Je suis née le trente novembre mille neuf cent soixante dix. l'hiver est neigeux. Autour de ma naissance il y a quelques phrases que j'ai entendu et ré-entendu encore, qui forme une sorte de légende, au sens légendaire mais aussi comme un texte en bas de la page. Une légende à décoder bien sur, qui cache derrière son masque des secrets de famille, de ceux que personne ne prendra la peine de révéler. Parce que chez moi, des secrets, il y en a à la pelle, et certains suffisamment violents pour monopoliser la révélation. Les secrets de ma naissance sont restés des doutes. C'est ainsi que j'arrive, ainsi que je vais me définir longtemps, comme le doute. J'ai fait de "je pense donc je suis", " je doute donc je suis"...

"Tu es la fille de l'instituteur", cela accompagné de grands éclats de rire. La légende c'est que mon père représentant de commerce était plus souvent sur les routes qu'à la maison, ma mère s'occupait des parents d'élèves et s'entendait très bien avec monsieur l'instituteur. Dans un petit village les ragots vont vite, aussi quand ma mère est tombée enceinte, les rumeurs allaient bon train. Mes parents riaient en parlant de cela. Moi j'ai parfois espéré être la fille de l'instituteur, peut être un peu plus que n'importe quelle autre enfant, parce que mon père... mais cela j'en parlerai plus tard.
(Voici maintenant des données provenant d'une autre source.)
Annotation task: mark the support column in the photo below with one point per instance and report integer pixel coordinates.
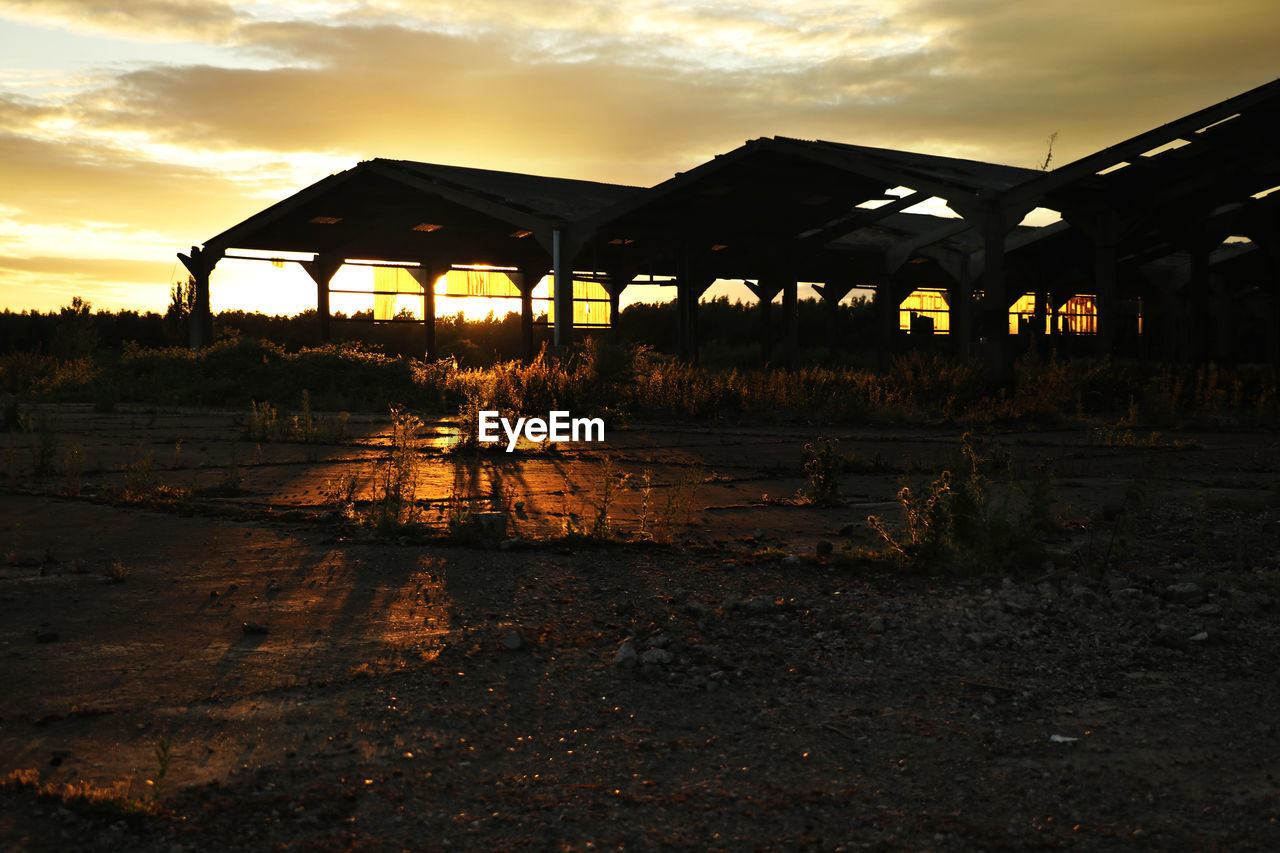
(1200, 327)
(529, 279)
(426, 274)
(764, 293)
(562, 272)
(790, 323)
(200, 263)
(1105, 301)
(689, 288)
(995, 297)
(321, 272)
(886, 306)
(617, 283)
(831, 295)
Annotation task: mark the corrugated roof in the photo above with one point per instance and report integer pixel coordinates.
(561, 199)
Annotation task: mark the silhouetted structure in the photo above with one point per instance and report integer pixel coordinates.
(1166, 245)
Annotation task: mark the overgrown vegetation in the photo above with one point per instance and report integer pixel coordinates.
(108, 359)
(965, 523)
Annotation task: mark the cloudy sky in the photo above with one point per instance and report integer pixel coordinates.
(129, 131)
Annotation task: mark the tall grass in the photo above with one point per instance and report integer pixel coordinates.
(632, 381)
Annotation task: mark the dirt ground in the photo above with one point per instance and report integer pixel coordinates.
(718, 674)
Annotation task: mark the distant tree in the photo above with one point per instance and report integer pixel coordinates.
(74, 336)
(182, 305)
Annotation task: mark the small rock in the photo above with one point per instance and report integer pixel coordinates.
(695, 609)
(1185, 592)
(492, 524)
(657, 656)
(626, 657)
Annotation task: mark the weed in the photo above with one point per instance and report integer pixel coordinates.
(163, 757)
(396, 496)
(611, 482)
(44, 442)
(305, 423)
(342, 492)
(647, 496)
(14, 543)
(117, 571)
(822, 465)
(140, 478)
(964, 524)
(1121, 519)
(232, 475)
(73, 469)
(109, 801)
(264, 422)
(680, 501)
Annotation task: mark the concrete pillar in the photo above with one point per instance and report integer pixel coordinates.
(886, 306)
(426, 274)
(1105, 301)
(764, 292)
(529, 279)
(562, 273)
(321, 272)
(200, 263)
(790, 323)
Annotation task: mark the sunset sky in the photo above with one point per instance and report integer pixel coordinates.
(131, 131)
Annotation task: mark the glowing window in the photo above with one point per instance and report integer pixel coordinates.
(924, 311)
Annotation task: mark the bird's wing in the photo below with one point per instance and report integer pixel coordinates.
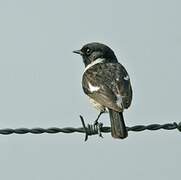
(109, 85)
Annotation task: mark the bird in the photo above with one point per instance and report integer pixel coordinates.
(107, 84)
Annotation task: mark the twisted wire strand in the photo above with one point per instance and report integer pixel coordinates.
(89, 129)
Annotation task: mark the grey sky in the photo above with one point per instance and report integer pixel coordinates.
(40, 86)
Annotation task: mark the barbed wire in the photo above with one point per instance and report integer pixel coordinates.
(89, 129)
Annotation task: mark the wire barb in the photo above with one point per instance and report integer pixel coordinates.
(90, 130)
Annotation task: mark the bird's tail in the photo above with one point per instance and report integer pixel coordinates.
(118, 128)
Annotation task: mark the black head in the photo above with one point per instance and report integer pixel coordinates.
(92, 51)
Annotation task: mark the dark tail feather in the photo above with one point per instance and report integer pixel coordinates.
(118, 128)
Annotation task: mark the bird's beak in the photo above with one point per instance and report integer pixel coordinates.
(78, 52)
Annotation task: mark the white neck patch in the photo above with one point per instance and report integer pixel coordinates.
(97, 61)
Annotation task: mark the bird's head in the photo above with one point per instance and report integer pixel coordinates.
(93, 51)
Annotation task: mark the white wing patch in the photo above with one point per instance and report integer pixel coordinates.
(119, 101)
(126, 78)
(93, 88)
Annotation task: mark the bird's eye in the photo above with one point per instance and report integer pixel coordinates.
(88, 51)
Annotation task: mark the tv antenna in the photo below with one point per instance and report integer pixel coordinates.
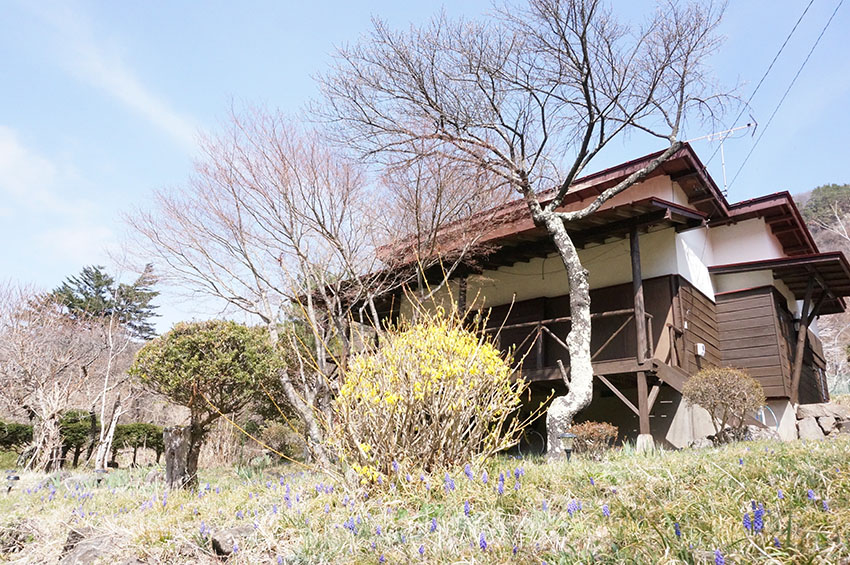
(722, 136)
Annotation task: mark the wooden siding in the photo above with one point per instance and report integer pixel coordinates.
(750, 328)
(546, 352)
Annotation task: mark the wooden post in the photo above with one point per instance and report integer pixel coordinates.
(802, 334)
(645, 441)
(637, 286)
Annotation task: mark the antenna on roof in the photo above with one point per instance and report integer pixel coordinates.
(721, 136)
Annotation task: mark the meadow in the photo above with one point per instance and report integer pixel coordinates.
(752, 502)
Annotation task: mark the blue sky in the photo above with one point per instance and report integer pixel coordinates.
(102, 102)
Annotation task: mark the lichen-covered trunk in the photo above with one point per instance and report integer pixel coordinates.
(104, 448)
(45, 452)
(563, 409)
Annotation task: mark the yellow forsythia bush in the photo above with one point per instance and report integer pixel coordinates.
(431, 395)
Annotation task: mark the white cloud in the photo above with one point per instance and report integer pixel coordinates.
(101, 67)
(24, 175)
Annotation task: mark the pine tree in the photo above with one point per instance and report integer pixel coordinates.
(95, 294)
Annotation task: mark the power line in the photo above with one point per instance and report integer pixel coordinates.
(764, 76)
(800, 70)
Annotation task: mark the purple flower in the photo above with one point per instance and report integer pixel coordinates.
(758, 519)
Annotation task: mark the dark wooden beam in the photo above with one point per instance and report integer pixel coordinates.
(802, 334)
(637, 287)
(620, 395)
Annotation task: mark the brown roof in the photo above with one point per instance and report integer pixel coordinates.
(830, 271)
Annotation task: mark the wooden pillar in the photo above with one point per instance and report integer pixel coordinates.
(637, 287)
(645, 441)
(802, 334)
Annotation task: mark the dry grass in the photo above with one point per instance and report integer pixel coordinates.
(551, 512)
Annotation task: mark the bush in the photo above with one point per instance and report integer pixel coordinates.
(13, 436)
(432, 394)
(729, 395)
(593, 439)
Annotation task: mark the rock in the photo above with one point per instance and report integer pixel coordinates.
(758, 433)
(224, 541)
(812, 411)
(808, 428)
(85, 545)
(701, 443)
(827, 423)
(154, 476)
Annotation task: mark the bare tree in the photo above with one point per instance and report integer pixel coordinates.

En tout cas derrière leur rire j'ai appris des années plus tard à lire que cela avait compté, conté, dans notre histoire, dans notre inconscient collectif, mon doute originel.

"Après toi, je n'ai jamais retrouvé ma taille de jeune fille" Ou une variante " Après ta soeur j'avais eu du mal à re-mincir et quand enfin j'y suis parvenue, je suis retombée enceinte de toi, après je n'y suis plus jamais arrivée". J'ai, en quelque sorte, définitivement tué la jeune fille qu'était ma mère, j'ai fait d'elle définitivement une mère, plus rien qu'une mère, plus tard quand moi même je deviendrais une femme, elle sera vieille, plus tard quand je deviendrais mère, elle sera sénile...

"Heureusement que tu étais une fille, si t'avais été un garçon, ça aurait fait soit un macho, soit un pédé". Dans celle ci, il y a tant de chose... D'abord l'emploi du passé, j'étAIS une fille, je nétAIS pas un garçon, je suis devenue asexuée... Androgyne disait mon père...
J'étais la cinquième roue du carrosse, la roue de secours. J'étais le dernier espoir de garçon, une déception refoulée, latente, gênante... Mais les garçons n'avaient pas de place chez nous. Entre macho et pédé, aussi indésirable l'un que l'autre, il n'y avait pas de place. Ce n'est surement pas un hasard si nous sommes une fratrie de filles.

Voilà quelques extrait de la légende, ceux qui m'ont marqué. Je sais aussi que j'étais la petite soeur, la petite dernière, enviée, cajolée, protégée, aimée. J'ai eu plein de mamans, attentionnées, câlines, autoritaires, cruelles, protectrices, des mamans trop jeunes pour l'être mais pleines d'amour. Notre force c'est que nous étions ensemble et que la solidarité nécessaire à notre survie a dominée les rivalités inhérentes à la fratrie.

Je suis née le 30 novembre 1970, j'aime cette date comme j'aime la vie. Elle est heureuse mon enfance vous savez, en tout cas longtemps elle m'a semblé heureuse. La force de l'innocence, ne pas savoir que cela aurait pu être mieux, ne pas savoir l'injustice, vivre le moment présent. Il en faut des tranches de vie pour retrouver cette faculté qui nous rend si fort face à l'adversité.